Mongolian elections are less than two months away.

Mongolians, some of the poorest people in the world, are enjoying the world’s fastest-growing economy.

Last year gross domestic product  in the nation  of fewer than 3 million people  expanded by 17.3%.

This year it should easily top 20% thanks to billions of dollars of foreign investment in the country's coal, copper and gold mining industry.

That was the thinking until today.

Draft legislation, a copy of which was seen by the Financial Times on Wednesday, gave "the clearest sign yet that Mongolia is uncomfortable with the large foreign investments that have so far been a mainstay of economic growth."

Changes to investment rules in  Mongolia have long been mooted, but this draft for the first time puts forward regulation to cap foreign ownership of domestic companies at 49%, rules similar to Zimbabwe's indigenization policy.

Mongolian politicians – keen to fly their patriotic colours – have made ownership of mining ventures a central campaign issue.

The latest backlash against foreign involvement in the resource industry seems to have been sparked by a takeover bid by Chalco, China's largest aluminum firm, of SouthGobi Resources, a coking coal producer.

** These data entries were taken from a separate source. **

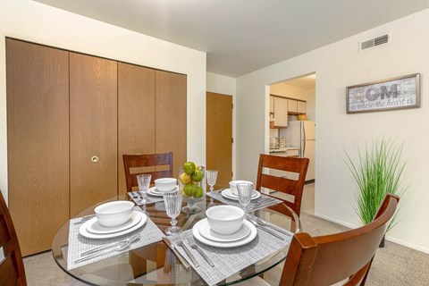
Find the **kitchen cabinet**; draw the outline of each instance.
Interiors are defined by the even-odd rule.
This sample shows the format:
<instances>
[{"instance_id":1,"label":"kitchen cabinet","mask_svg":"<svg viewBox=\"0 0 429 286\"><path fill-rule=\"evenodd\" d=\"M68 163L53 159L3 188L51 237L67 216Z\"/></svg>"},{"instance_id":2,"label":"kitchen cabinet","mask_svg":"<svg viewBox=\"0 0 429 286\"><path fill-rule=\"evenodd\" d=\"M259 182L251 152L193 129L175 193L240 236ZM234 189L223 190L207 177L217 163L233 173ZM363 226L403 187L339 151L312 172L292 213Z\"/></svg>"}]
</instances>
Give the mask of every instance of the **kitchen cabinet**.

That $925 million deal is now on ice pending a government review and the suspension of some of SouthGobi's licences. SouthGobi is majority owned by Canada's Ivanhoe Mines.

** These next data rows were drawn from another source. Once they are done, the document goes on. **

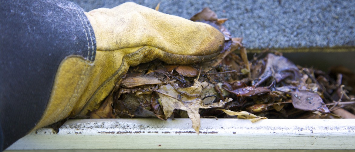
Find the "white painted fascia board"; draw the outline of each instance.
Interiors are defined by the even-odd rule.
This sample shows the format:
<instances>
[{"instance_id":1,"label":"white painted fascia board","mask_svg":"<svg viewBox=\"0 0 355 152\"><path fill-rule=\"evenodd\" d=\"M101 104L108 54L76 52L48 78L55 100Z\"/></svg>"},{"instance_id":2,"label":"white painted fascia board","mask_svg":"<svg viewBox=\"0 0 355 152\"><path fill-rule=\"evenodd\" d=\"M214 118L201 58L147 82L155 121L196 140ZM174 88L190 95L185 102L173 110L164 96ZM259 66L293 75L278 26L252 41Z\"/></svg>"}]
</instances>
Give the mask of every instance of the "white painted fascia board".
<instances>
[{"instance_id":1,"label":"white painted fascia board","mask_svg":"<svg viewBox=\"0 0 355 152\"><path fill-rule=\"evenodd\" d=\"M42 129L7 150L147 149L355 149L355 119L71 120Z\"/></svg>"}]
</instances>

The SouthGobi fiasco is not the first time Mongolian politicians have interfered in the mining industry.

After a shambolic bidding process that stretched as far back as 2007,   Mongolia struck a deal with US giant Peabody Energy, China's Shenhua and a Russian-Mongolian consortium in July last year to develop the western block of Tavan Tolgoi, the world’s largest coking coal deposit.

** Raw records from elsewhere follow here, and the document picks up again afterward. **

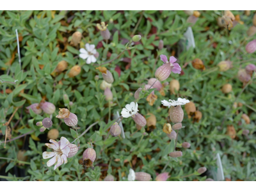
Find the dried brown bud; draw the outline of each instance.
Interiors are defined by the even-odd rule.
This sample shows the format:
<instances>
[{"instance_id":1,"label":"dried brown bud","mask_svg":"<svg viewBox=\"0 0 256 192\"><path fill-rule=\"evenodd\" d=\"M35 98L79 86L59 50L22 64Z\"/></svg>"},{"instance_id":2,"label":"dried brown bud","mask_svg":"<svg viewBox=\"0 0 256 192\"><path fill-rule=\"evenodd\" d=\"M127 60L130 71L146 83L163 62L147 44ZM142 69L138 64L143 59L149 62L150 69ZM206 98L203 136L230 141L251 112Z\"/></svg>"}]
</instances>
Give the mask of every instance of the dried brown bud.
<instances>
[{"instance_id":1,"label":"dried brown bud","mask_svg":"<svg viewBox=\"0 0 256 192\"><path fill-rule=\"evenodd\" d=\"M56 129L51 129L47 133L47 138L50 140L56 140L59 137L59 131Z\"/></svg>"},{"instance_id":2,"label":"dried brown bud","mask_svg":"<svg viewBox=\"0 0 256 192\"><path fill-rule=\"evenodd\" d=\"M84 168L93 166L93 163L96 159L96 152L92 148L85 150L83 154L83 166Z\"/></svg>"},{"instance_id":3,"label":"dried brown bud","mask_svg":"<svg viewBox=\"0 0 256 192\"><path fill-rule=\"evenodd\" d=\"M169 84L170 92L171 94L175 95L175 92L178 92L180 90L180 83L178 80L172 79Z\"/></svg>"},{"instance_id":4,"label":"dried brown bud","mask_svg":"<svg viewBox=\"0 0 256 192\"><path fill-rule=\"evenodd\" d=\"M135 172L135 180L138 181L149 181L151 179L151 175L145 172Z\"/></svg>"},{"instance_id":5,"label":"dried brown bud","mask_svg":"<svg viewBox=\"0 0 256 192\"><path fill-rule=\"evenodd\" d=\"M205 67L204 65L203 61L198 58L195 59L192 61L192 65L196 69L205 70Z\"/></svg>"},{"instance_id":6,"label":"dried brown bud","mask_svg":"<svg viewBox=\"0 0 256 192\"><path fill-rule=\"evenodd\" d=\"M179 157L182 156L182 152L181 151L175 151L175 152L170 152L169 154L169 156L171 157Z\"/></svg>"}]
</instances>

Barely two months later the country's National Security Council threw out the agreement after losing bidders complained and in March stopped talks with foreign miners altogether.

West Tsankhi alone holds 1.2 billion tonnes of high-quality coal used for steelmaking and Shenhua, the world's largest coal miner with 53 operating mines, said in March it is still confident of signing a deal post elections.

Given the reaction to Chalco and calls by some politicians that Mongolia develop West Tsankhi itself, that optimism may be misplaced.

Mongolia also still hopes to privatize its Erdenes-TT  mining company which controls the remainder of the 6 billion tonne Tavan Tolgoi resource.

The government was hoping to raise as much as $3 billion through a listing in London, Ulan Bator and Hong Kong, but that process has also been thrown into disarray by the upcoming elections.

Just how tempting these massive mining investments are  for politicians look no further than Mongolia's current prime minister Sukhbaatar Batbold.

During the last election that put him in power his Mongolian People’s Party promised $750 (a cool million in the local currency, the tugrik) in cash to all of Mongolia’s adult citizens following the Erdenes-TT sale.

Tavan Tolgoi is not even the largest mining investment in Mongolia. That honour goes to Oyu Tolgoi, a $13 billion copper-gold-silver-project.

In October Ivanhoe and partner Rio Tinto dodged a bullet when the Mongolian government said it was rethinking a 2009 deal that gave Ivanhoe and Rio Tinto a 66% stake in Oyu Tolgoi and that it wanted half of the mine, already three-quarters built.

Oyu Tolgoi is forecast to contribute a third of the country’s GDP when it goes into full operation and increase the average earnings of Mongolians by 60%.  Even that may not be enough for power-hungry politicians.

Image is the Genghis Khan  statue outside the capital  which at 40 metres is the tallest in the world.